Birkesdorf: Neuer Wohnraum im alten Rathaus

Birkesdorf: Neuer Wohnraum im alten Rathaus

Als im September 2017 in Birkesdorf die Tür zum alten Rathaus aufgeschlossen wurde, war der Andrang beim Tag des offenen Denkmals groß. „Es kamen viele ehemalige Mitarbeiter des Rathauses, die noch mal einen Blick in ihr altes Büro werfen wollten oder Menschen, deren Eltern hier auf dem früheren Standesamt die Geburt angezeigt hatten“, berichtet Oliver Schmitz.

Für die Birkesdorfer war es vermutlich eine der letzten Gelegenheiten, einen Blick in ihr früheres Rathaus zu werfen. Schmitz, Geschäftsführer der Immobilien- und Projektentwicklungsgesellschaft Gebig war zu dem Zeitpunkt schon neuer Eigentümer der denkmalgeschützten Immobilie, die derzeit zu Eigentumswohnungen umgebaut wird.

Rund 1,8 Millionen Euro investiert die Gebig, um das Wohnen im Denkmal zu ermöglichen. Für Architekt Peter Holdenried aus Heimbach eine besondere Herausforderung. Die komplette Fassade samt Fenstern muss erhalten bleiben, gleichzeitig muss der Innenraum aber komplett neu erfunden werden. Holdenried: „Das Verwaltungsgebäude war zweihüftig angelegt, vom Flur gingen links und rechts die Büros ab. Die Gebäudestruktur muss nun komplett gedreht werden.“ Nur so entstehen ausreichend große Wohnungen von der Front bis zum neu anzulegenden Garten.

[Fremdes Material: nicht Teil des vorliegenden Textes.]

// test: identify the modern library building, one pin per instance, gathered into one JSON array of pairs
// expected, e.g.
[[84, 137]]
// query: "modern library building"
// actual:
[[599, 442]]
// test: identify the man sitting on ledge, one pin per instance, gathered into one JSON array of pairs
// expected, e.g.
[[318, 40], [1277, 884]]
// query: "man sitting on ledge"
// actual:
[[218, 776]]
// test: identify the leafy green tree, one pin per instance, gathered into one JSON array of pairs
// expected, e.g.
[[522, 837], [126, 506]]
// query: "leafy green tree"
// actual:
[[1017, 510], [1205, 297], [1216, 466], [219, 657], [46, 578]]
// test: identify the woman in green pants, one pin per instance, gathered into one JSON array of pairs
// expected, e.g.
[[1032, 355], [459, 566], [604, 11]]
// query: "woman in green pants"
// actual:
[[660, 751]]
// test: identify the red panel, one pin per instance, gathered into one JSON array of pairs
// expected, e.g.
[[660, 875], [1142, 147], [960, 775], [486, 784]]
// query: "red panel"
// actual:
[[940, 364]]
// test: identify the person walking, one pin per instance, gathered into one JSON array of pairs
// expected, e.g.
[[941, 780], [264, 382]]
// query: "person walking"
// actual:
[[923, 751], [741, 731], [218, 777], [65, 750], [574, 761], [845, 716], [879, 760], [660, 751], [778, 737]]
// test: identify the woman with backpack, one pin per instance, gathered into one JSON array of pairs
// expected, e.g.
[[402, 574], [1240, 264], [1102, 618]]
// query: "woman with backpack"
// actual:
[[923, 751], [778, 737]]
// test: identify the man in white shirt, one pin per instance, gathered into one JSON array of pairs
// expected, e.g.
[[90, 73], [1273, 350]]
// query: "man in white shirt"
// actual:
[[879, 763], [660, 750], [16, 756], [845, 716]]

Schmitz und Holdenried haben schon in der Vergangenheit Erfahrung mit dem Umbau von Denkmälern gesammelt. Schmitz hat in Euskirchen eine 128 Jahre alte Grundschule in Wohnraum umgewandelt, Holdenried den Heimbacher Bahnhof zum Nationalparktor umgeplant und Burg Hengebach als Kunstakademie barrierefrei erschlossen. „Eine neue Nutzung für solche Immobilien zu finden, bedeutet immer auch Kompromisse einzugehen“, sagt Schmitz. „Uns war wichtig, dass wir auf der Rückseite Dachgauben ausbauen und Balkone anbringen dürfen.“ Im Gegenzug bleiben die alten Fenster zur Straßenfront erhalten. Das stellt eine Herausforderung dar.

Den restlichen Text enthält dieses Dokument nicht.